32 views Asked by At

I have provisioned snowplow pipeline on aws following Snowplow docs for opensource (quick start https://docs.snowplow.io/docs/getting-started-on-community-edition/quick-start/). when i run my click event using my custom schema, which is stored in snowplow iglu db using snowplow iglu server on aws ec2, i can see enriched event coming in s3 enter image description here but i can't see this data in my redshift cluster. i guess rs loader server is not loading events from s3 and uploading them to redshift. i have configured sg of redshift to allow traffic from rs loader server security group. i am attaching iam policy for rs loader server for clarity

{
    "Statement": [
        {
            "Action": [
                "s3:ListBucket",
                "s3:PutObject",
                "s3:GetObject"
            ],
            "Effect": "Allow",
            "Resource": [
                "arn:aws:s3:::dev-snowplow-terraform-sample-bucket/",
                "arn:aws:s3:::dev-snowplow-terraform-sample-bucket/*"
            ]
        },
        {
            "Action": [
                "s3:GetObject"
            ],
            "Effect": "Allow",
            "Resource": [
                "arn:aws:s3:::dev-snowplow-terraform-sample-bucket/*/shredding_complete.json"
            ]
        },
        {
            "Action": [
                "sqs:DeleteMessage",
                "sqs:GetQueueUrl",
                "sqs:ListQueues",
                "sqs:ChangeMessageVisibility",
                "sqs:ReceiveMessage",
                "sqs:SendMessage"
            ],
            "Effect": "Allow",
            "Resource": [
                "arn:aws:sqs:<region>:<account_id>:dev-snowplow-rs-loader.fifo"
            ]
        },
        {
            "Action": [
                "logs:PutLogEvents",
                "logs:CreateLogStream",
                "logs:DescribeLogStreams"
            ],
            "Effect": "Allow",
            "Resource": [
                "arn:aws:logs:<region>:<account_id>:log-group:/aws/ec2/dev-snowplow-rs-loader-server:*"
            ]
        },
        {
            "Action": [
                "sts:AssumeRole"
            ],
            "Effect": "Allow",
            "Resource": [
                "arn:aws:iam::<account_id>:role/dev-snowplow-rs-loader-server-sts-credentials"
            ]
        }
    ],
    "Version": "2012-10-17"
}

(i am using correct region and account id)
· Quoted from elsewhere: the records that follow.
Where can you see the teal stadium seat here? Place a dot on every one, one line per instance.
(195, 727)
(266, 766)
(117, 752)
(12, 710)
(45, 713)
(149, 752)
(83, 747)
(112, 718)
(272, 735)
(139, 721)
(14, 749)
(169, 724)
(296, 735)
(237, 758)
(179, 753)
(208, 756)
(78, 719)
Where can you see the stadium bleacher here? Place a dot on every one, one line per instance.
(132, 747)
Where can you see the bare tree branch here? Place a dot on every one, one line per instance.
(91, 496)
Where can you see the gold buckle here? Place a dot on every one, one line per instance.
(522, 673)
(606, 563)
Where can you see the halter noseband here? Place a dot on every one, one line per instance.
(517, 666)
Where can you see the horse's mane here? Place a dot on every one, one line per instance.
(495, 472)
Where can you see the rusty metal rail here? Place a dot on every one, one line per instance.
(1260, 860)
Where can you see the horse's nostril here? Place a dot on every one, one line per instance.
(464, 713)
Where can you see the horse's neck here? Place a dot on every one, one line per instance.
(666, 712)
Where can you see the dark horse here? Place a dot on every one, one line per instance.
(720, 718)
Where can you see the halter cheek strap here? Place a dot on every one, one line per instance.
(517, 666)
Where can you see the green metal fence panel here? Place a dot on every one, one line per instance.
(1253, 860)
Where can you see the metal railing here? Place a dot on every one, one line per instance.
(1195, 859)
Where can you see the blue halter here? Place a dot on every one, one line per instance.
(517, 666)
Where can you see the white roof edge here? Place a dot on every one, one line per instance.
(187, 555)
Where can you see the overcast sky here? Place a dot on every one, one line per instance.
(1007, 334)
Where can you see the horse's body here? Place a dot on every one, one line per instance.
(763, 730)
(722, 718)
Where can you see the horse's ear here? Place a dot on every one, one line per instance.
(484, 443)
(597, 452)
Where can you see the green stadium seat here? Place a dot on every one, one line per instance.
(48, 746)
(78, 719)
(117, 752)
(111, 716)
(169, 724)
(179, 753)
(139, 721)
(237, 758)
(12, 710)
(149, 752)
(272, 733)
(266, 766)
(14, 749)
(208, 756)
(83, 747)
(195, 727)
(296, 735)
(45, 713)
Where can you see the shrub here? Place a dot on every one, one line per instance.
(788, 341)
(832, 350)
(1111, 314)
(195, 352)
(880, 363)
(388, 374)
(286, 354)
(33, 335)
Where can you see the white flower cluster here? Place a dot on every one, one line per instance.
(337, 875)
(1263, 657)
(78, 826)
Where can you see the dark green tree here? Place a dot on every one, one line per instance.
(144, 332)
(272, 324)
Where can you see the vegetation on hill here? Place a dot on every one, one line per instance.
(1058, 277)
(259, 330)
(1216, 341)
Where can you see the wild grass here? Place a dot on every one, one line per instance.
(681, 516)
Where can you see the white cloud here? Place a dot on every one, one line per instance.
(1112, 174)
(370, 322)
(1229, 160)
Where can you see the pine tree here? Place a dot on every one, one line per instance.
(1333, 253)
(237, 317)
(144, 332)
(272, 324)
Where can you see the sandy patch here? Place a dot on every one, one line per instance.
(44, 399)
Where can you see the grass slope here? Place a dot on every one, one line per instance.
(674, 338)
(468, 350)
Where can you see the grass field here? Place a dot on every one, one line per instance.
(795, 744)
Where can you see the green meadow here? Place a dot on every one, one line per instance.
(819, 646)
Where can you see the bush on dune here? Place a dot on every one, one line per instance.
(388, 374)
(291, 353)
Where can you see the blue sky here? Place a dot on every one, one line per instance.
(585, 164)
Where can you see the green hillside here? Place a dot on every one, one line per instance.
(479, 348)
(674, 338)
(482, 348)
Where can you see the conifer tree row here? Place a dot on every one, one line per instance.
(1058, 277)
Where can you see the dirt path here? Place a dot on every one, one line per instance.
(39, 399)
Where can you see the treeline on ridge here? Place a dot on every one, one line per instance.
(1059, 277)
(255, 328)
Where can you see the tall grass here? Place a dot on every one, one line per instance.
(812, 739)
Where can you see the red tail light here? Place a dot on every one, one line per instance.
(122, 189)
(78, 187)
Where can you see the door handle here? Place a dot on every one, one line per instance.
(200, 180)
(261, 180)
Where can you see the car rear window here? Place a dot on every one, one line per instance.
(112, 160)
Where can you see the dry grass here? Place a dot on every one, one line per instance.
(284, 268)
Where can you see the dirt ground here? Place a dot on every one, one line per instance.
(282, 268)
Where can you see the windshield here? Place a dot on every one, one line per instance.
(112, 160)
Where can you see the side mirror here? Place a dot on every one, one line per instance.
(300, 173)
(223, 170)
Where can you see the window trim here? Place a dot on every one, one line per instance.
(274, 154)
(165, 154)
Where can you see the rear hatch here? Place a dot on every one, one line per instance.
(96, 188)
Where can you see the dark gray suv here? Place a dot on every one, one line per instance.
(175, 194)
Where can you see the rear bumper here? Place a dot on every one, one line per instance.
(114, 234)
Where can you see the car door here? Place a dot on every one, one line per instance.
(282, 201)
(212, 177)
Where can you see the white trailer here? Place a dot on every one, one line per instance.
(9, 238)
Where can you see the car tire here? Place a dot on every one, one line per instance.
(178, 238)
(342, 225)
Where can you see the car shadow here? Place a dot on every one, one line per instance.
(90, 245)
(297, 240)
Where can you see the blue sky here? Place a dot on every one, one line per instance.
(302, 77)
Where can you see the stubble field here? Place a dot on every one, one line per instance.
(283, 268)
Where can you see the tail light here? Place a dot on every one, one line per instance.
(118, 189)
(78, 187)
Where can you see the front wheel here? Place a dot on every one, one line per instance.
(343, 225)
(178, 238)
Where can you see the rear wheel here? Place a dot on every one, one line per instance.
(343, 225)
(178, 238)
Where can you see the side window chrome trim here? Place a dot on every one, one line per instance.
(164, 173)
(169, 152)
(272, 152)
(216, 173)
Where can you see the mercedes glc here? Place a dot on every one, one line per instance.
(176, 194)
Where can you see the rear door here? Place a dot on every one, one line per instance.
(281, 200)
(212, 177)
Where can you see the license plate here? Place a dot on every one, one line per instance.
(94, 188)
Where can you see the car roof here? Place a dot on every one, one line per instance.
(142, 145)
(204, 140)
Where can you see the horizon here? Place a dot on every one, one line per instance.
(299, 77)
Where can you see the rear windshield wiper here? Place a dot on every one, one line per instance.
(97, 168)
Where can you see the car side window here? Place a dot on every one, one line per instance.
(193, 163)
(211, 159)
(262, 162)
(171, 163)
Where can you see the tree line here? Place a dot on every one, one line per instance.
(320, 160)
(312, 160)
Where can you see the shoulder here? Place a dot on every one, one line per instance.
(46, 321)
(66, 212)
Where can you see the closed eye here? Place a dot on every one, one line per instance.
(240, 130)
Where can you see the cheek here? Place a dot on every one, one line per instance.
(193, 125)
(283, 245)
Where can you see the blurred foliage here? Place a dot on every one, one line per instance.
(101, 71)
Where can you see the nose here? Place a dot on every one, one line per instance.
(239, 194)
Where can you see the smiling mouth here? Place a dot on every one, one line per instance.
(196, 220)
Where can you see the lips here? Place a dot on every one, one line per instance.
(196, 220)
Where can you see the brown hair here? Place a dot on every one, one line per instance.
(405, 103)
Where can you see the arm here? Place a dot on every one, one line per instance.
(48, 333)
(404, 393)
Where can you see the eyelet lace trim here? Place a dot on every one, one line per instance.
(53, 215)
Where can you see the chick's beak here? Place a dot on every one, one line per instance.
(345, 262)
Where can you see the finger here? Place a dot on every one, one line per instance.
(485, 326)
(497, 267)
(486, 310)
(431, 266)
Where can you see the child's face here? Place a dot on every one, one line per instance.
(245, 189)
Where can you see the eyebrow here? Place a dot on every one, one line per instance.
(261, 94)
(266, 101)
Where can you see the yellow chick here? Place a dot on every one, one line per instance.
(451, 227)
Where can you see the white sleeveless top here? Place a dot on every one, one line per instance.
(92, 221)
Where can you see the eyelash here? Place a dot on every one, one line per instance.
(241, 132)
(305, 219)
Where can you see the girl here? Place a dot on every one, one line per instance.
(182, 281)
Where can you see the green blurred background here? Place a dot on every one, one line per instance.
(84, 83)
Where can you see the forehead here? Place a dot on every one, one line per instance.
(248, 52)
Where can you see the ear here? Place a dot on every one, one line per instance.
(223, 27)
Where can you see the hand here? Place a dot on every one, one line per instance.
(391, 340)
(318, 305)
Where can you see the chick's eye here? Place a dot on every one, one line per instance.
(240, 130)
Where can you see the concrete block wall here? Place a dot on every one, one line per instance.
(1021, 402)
also the sqs queue, upon running test(click) event, has 1 message available but it's never consumed enter image description here am i missing something? really stuck here. i am using snowplow terraform configs and haven't changed any thing on my own

i expect rs loader to load data from s3 to redshift cluster. please mentions if i have missed any steps during provisioning of snowplow pipeline

1

There are 1 answers

0
jahanzaib younis On

The issue is fixed, All i needed to do was take a fresh clone of snowplow repository and re-deploy the pipeline. i guess i was missing some modules on my local repo.